6 As part of its wider reduction of import tariffs, the SAP greatly reduced the cost of importing motor vehicles into Uganda. As a result, and following a general pattern across Africa, huge numbers of reconditioned Japanese vehicles (most of them made by Mitsubishi, Nissan and Toyota) were brought in via markets in the Middle East.

7 Usually by simply throwing them out of the window, and honking the horn, as he passed their destination.

8 Previously, extended stops were made only on the way back to Bugamba on the weekly market day (Friday), and only then, for the time that it took to load up passengers' purchases into the taxis.

9 All of these services were always much cheaper in Nyeihanga than in Mbarara.

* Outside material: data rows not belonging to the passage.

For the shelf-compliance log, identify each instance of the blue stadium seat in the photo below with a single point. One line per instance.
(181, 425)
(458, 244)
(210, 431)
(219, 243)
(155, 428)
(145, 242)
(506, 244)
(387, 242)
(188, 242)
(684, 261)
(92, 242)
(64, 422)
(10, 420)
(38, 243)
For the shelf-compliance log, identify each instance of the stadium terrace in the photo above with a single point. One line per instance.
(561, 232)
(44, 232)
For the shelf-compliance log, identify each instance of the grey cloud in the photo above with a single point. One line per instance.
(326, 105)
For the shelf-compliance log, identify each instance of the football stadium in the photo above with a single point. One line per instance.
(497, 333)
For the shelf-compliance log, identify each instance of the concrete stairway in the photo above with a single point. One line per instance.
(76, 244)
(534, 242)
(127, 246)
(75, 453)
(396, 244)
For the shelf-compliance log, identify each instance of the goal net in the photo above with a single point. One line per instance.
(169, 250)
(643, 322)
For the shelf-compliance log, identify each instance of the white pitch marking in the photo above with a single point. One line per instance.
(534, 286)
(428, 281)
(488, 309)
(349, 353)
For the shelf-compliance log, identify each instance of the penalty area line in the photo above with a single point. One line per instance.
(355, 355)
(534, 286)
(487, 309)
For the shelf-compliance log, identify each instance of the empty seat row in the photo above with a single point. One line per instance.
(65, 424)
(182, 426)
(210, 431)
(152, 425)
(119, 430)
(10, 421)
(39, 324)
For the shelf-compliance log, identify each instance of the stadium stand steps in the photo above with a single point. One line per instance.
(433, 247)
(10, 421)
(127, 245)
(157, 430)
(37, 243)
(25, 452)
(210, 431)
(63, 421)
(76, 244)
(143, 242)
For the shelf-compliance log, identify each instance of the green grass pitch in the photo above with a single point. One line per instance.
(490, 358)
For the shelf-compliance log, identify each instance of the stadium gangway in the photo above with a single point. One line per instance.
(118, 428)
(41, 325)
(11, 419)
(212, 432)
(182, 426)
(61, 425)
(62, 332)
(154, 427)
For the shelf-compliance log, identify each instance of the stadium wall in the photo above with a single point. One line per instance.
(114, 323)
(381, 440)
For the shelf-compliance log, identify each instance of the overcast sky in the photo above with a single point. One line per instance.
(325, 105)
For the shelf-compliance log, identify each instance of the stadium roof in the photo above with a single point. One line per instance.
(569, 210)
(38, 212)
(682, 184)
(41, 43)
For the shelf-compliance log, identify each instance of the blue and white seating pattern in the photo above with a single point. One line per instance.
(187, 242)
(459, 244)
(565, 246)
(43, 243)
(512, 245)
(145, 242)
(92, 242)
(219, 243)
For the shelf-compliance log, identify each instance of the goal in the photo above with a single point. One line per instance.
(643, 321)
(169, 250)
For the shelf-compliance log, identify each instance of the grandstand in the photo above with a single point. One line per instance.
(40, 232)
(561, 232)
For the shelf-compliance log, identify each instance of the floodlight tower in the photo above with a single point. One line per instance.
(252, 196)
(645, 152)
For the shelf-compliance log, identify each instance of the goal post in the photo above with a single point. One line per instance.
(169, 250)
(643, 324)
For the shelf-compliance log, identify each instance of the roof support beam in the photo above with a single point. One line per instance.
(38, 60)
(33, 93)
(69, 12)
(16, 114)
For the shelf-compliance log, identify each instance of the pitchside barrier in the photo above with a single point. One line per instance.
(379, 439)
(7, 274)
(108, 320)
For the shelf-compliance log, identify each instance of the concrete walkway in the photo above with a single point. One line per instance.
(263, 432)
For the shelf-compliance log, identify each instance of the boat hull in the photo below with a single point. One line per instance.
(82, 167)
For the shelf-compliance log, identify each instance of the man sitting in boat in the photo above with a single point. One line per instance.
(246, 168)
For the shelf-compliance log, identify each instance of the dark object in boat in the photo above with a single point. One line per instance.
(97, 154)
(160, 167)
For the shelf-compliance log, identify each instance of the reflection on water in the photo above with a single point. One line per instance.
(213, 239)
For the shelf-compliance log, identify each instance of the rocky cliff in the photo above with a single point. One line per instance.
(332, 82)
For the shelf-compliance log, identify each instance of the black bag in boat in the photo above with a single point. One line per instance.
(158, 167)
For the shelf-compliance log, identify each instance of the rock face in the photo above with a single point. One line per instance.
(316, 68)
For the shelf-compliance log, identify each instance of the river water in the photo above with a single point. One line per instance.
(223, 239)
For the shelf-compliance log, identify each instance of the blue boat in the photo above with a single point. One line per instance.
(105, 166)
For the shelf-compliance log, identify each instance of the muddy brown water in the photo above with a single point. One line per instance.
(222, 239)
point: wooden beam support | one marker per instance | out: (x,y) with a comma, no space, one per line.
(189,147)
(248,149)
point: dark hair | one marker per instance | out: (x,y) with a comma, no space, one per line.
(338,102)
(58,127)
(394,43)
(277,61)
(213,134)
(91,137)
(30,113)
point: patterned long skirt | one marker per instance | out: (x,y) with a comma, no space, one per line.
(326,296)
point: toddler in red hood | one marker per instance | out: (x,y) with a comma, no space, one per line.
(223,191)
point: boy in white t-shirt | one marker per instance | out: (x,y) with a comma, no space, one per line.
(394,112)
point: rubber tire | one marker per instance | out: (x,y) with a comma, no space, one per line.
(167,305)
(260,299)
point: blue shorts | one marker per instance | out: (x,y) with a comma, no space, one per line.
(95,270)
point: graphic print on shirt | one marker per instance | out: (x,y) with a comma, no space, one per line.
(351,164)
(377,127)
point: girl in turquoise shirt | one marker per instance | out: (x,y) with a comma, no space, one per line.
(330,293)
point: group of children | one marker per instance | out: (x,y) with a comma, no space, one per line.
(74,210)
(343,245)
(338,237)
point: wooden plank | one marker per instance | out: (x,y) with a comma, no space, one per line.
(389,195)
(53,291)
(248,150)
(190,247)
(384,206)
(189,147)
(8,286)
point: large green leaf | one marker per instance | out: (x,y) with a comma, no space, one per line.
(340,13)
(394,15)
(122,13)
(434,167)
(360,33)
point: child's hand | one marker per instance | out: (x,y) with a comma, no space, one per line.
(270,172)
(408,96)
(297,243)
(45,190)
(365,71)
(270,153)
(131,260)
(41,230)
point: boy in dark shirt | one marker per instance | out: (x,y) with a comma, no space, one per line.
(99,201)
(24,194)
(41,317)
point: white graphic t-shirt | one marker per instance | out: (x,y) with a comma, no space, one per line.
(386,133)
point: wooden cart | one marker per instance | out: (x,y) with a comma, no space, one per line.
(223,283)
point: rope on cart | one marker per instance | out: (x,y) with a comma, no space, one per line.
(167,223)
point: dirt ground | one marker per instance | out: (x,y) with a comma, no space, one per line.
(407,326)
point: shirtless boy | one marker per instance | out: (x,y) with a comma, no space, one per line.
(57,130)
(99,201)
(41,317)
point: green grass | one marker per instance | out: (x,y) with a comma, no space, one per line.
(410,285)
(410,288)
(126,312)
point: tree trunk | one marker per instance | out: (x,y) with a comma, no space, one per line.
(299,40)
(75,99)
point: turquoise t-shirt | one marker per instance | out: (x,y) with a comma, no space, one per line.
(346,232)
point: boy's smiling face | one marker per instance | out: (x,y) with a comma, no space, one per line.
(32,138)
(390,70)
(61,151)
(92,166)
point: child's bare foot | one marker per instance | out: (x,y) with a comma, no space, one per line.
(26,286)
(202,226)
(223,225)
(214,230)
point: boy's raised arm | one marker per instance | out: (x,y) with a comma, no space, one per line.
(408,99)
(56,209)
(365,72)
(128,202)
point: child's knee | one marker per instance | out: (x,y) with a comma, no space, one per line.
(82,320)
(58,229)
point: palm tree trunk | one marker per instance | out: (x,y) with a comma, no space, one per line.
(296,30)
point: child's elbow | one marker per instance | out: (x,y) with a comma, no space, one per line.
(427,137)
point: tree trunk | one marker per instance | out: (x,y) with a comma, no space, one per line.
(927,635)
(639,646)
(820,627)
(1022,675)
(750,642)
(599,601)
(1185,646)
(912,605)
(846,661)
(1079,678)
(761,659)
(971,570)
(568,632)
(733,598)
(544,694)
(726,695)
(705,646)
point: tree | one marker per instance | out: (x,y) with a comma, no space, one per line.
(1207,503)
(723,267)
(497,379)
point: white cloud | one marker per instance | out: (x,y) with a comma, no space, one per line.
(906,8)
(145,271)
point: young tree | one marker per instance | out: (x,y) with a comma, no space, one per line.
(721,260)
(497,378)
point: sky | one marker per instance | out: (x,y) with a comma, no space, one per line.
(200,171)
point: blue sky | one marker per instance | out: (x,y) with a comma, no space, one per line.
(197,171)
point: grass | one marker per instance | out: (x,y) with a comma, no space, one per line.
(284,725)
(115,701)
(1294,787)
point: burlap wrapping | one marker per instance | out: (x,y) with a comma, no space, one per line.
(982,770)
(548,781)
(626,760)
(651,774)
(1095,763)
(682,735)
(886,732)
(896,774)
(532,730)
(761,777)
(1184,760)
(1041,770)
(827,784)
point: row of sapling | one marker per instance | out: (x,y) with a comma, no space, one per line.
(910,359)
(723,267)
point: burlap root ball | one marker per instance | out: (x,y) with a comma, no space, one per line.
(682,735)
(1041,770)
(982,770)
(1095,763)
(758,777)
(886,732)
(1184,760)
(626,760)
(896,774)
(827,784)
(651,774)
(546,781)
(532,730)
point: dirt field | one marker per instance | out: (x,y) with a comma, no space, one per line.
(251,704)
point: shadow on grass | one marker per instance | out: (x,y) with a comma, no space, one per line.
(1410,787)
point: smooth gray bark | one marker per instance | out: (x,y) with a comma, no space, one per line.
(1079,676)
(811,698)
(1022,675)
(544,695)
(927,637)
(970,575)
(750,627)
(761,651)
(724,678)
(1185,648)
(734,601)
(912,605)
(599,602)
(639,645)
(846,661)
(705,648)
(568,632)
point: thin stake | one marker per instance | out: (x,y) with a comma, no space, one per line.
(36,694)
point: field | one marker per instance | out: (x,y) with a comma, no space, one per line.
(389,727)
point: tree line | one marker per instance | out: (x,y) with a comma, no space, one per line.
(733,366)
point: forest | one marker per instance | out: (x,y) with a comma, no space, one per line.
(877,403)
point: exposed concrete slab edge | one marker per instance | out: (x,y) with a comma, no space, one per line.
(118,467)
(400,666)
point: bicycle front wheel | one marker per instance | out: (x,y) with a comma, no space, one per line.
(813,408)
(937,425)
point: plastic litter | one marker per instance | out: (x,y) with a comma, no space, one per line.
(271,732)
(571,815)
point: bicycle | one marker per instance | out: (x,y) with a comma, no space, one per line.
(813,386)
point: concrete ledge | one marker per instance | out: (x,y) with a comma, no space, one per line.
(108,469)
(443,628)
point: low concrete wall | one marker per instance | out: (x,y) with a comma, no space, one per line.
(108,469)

10 The failure by any resident to come promptly to the dead person's home once the fire had been lit, or to stay and help out with the preparations for the funeral, resulted in either a heavy fine, or a beating.

11 I am not suggesting that mobile phones were the only things to have altered burial practices during this period. However, in altering the ways in which burial announcements are communicated to distant others, their effects certainly have been transformative.

12 All burial ledgers are always very carefully kept within a household. In many instances, they are the only written documents that a household possesses, aside from church documents such as baptism and marriage certificates. It is beyond my scope here to provide an exhaustive analysis of these burial ledgers. However, it is worth noting that because of how they are produced, any collection of these ledgers will provide important insights into the relative socio-economic position of the household in which it is stored, and into how that household's position may have changed over time.

13 In addition, I noted that some of the payments had been made by people who didn't attend in person, via mobile money.